The submission of counsel for the sixth respondent is that the statements contained in each of the two paragraphs 348 and 377 are relevant to and justified by the following items of the terms of reference:
(g) Whether the crash of the aircraft or the death of the passengers and crew was caused or contributed to by any person (whether or not that person was on board the aircraft) by an act or omission in respect of any function in relation to the operation, maintenance, servicing, flying, navigation, manoeuvring, or air traffic control of the aircraft, being a function which that person had a duty to perform or which good aviation practice required that person to perform?
(j) And other facts or matters arising out of the crash that, in the interests of public safety, should be known to the authorities charged with the administration of civil aviation in order that appropriate measures may be taken for the safety of persons engaged in aviation or carried as passengers in aircraft.
In its essentials the argument is that in order to answer the questions posed by paragraph (g) the Commissioner found it necessary or was entitled to explain the process by which he reached his final conclusions; that in doing so he was entitled to comment upon the quality of the evidence that was given in the course of the Royal Commission Inquiry; that the assessment of witnesses was a necessary part of the findings he reached as to the cause of the accident; that the assessment was not a part of the substantive findings of the Commission; and "whether having reached his conclusion he expresses himself vehemently or refrains from pungent comment is entirely a matter for him". Similar submissions were made in relation to the second cause of action and natural justice.
In certain circumstances it is obvious enough that reasons for rejecting evidence would not merely be relevant but often a necessary part of a decision. But considerations of that kind are far removed from the conclusions expressed in paragraph 377. There it is said that the ten senior members of this airline had been involved in organized deception. "Palpably false sections of evidence ... a pre-determined plan of deception ... an attempt to conceal a series of disastrous administrative blunders ... an orchestrated litany of lies". These are unlikely phrases to associate with a mere assessment of the credibility of witnesses.
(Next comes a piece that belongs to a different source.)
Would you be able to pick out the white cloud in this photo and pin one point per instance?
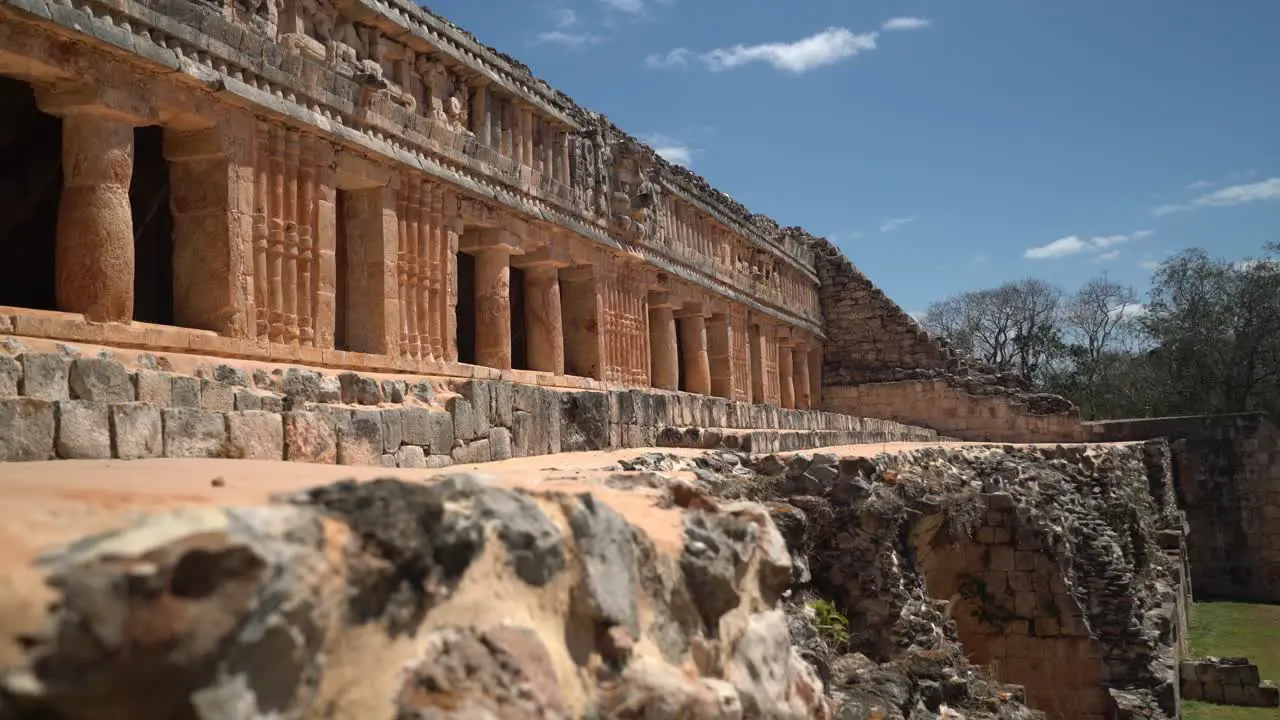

In the Courts it is constantly necessary to indicate a preference for the evidence of one witness or to make a decision to put evidence completely to one side; sometimes it even seems necessary to describe evidence in terms of perjury. But in the Courts Judges always attempt to be most circumspect in handling issues of this kind, particularly if misconduct seems apparent which is not immediately associated with the central issues in the case. There can be no less reason for circumspection in the case of a Royal Commission at least where the terms of reference do not directly give rise to inquiries into criminal dealing. In Re The Royal Commission on Licensing (1945) N.Z.L.R. 665 Sir Michael Myers C.J. dealt with the point in the following way (at p. 680):
"A Commission of Inquiry under the statute and a Royal Commission under the Letters Patent are alike in this respect—each of them is an inquiry, not an inquisition. By that I mean that the Commission is not a roving Commission of a general character authorizing investigation into any matter that the members of the Commission may think fit to inquire into and that the ambit of the inquiry is limited by the terms of the instrument of appointment of the Commission."
It must always be sensible for any Commission of Inquiry or other tribunal to keep those words in mind.